Zu zeigen, dass der Weihnachtsmann keine von allen menschlichen Sorgen unabhängige Figur ist, dass er eine Familie hat, in der es nicht immer harmonisch zugeht, ist im Prinzip eine nette Idee. Ebenso wie der Einfall, den "missratenen" Bruder in Anlehnung an Fredo Corleone aus Der Pate Fred zu nennen.

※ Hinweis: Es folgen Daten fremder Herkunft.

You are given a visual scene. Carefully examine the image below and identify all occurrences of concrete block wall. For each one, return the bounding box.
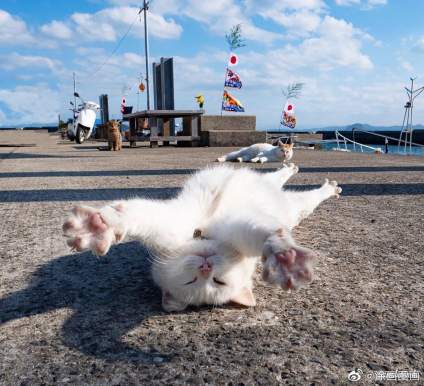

Insgesamt folgt der Film jedoch zu sehr einem typischen Schema, ist durch und durch konventionell und wirkt im globalen Geschäft Weihnachten wie eine plumpe Marketing-Kampagne.

Wer darüber hinwegsehen kann und sich im Kino in eine festliche Stimmung bringen lassen möchte, indem er in die glänzenden Augen soeben beschenkter Kinder blickt, der wird sich von Die Gebrüder Weihnachtsmann gut unterhalten fühlen - und vielleicht auch etwas beseelt.